Hayat bizi oradan oraya savururken bazı bağlar, sessizce ve sabırla içimizde kalır. Yeni şehirler, işler, sorumluluklar derken belki sık sık görüşemeyiz ama bazı arkadaşlıklar vardır ki; araya yıllar da girse, bir mesajla, bir bakışla kaldığı yerden devam eder. Çünkü gerçek dostluk, zamanla değil kalple bağlıdır.

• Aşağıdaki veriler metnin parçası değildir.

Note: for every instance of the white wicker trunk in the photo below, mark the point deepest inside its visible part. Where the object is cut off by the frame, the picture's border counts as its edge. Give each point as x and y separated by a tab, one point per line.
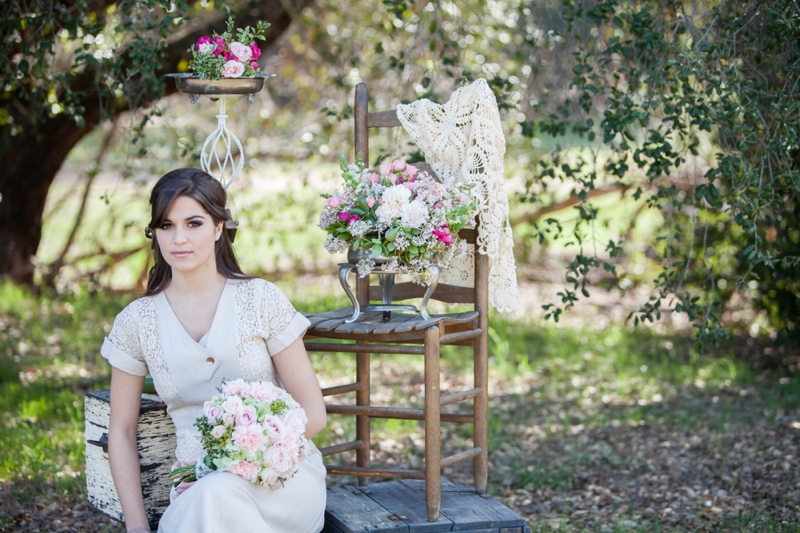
156	443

Geçen gün çocukluk arkadaşımın hamile olduğunu öğrendik. Bu haberi aldığımda içimden bir şey kıpırdadı. Aynı sokakta büyüdüğüm, aynı sırada ders dinlediğim, aynı hayalleri kurduğum birinin artık bir canı taşıyor olması... Bu, sadece onun değil, bizim ortak geçmişimizin de bambaşka bir şekle bürünmesiydi sanki. İçimde hem şaşkınlık, hem tarifsiz bir sevinç vardı.

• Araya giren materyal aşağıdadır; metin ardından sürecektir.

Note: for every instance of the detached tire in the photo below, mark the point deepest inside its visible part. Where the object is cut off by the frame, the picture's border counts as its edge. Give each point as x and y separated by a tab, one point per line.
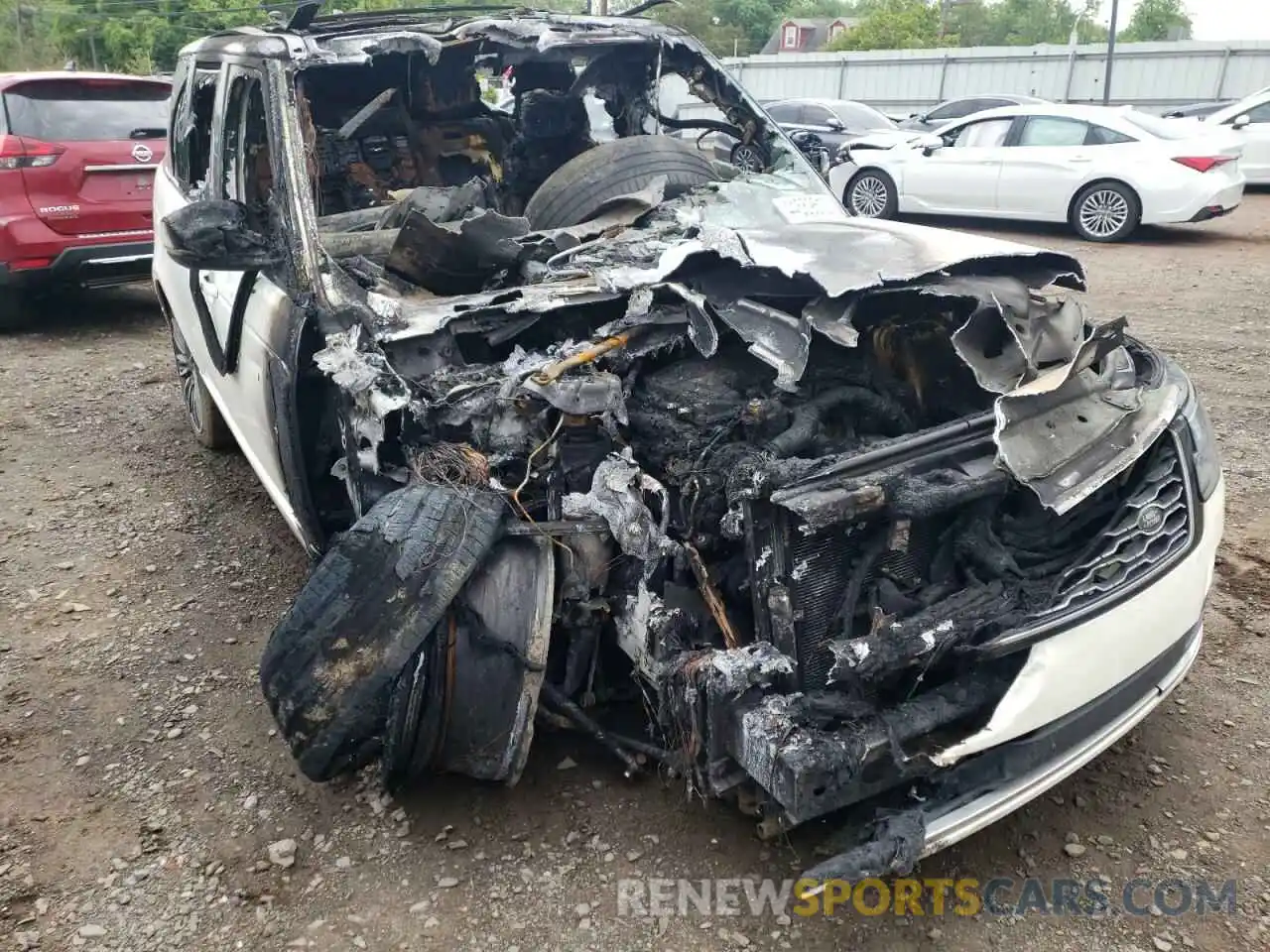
330	665
580	188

Dostluk bazen büyük olaylara değil, küçük paylaşımlara dayanır. Birlikte büyümek, aynı şarkılara ağlamak, aynı çayda dertleşmek… Ve yıllar sonra, bir “hamileyim” haberiyle sanki o çocukluk evrenine geri dönmek. Biz artık büyüdük, evet. Ama içimizde o günlere ait bir yer hâlâ capcanlı duruyor. Ve bu bağ, hiçbir zaman solmuyor.
Şimdi o karnında bir can taşırken, ben geçmişimizi düşünüyorum. O çocuk büyürken, annesinin hangi sokak oyunlarını oynadığını, hangi şarkılara eşlik ettiğini bilmeyecek belki ama biz bileceğiz. Ve belki bir gün, aynı sıcaklıkla, başka bir kuşakta yeniden yaşanacak bu bağ. Gerçek arkadaşlık böyledir işte: nesilden nesle, kalpten kalbe geçer.

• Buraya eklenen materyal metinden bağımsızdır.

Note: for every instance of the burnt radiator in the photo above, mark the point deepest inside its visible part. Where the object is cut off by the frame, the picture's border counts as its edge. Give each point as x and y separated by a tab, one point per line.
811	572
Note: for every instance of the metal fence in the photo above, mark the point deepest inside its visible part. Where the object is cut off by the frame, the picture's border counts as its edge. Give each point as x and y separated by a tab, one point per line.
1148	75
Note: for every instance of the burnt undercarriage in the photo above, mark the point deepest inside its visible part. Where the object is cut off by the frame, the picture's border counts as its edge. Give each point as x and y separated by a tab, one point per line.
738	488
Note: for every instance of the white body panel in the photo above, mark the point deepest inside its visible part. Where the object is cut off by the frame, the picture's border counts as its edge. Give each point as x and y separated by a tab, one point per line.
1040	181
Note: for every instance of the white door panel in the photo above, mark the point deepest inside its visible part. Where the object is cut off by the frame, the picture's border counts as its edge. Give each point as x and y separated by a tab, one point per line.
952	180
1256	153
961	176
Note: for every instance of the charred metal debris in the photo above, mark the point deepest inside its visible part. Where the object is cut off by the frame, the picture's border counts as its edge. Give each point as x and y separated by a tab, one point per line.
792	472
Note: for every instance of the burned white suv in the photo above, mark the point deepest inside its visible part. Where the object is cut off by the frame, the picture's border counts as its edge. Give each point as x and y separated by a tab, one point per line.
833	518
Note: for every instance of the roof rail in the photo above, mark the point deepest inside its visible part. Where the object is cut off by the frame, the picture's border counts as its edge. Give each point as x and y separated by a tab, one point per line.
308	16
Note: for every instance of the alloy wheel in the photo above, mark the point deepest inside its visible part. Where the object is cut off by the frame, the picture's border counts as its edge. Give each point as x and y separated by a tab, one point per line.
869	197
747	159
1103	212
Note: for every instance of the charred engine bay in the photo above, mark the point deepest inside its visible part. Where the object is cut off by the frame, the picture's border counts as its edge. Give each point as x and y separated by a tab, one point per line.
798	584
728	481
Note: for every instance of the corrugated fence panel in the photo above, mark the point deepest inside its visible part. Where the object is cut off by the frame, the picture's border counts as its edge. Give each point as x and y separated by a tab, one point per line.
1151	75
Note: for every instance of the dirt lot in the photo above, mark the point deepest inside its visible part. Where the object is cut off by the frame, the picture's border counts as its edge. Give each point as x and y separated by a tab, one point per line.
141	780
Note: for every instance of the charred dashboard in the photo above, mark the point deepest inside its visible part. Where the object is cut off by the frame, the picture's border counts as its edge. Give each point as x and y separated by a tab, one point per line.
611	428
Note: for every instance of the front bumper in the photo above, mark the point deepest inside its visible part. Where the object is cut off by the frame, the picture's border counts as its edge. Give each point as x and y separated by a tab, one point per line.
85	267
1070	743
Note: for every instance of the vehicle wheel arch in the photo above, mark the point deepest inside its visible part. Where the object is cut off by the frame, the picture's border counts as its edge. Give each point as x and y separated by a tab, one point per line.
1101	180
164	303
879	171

Hayat hızla akıp giderken, dostluklar bizi yavaşlatır. Bir nefes aldırır, bir gülümseme bırakır. Çocuklukla başlayan bu dostluk hâli, bazen bir doğum haberiyle, bazen bir sessiz sarılmayla yeniden hatırlatır kendini. Ve insan anlar ki, büyümek sadece yaş almak değil; birlikte kök salmaktır.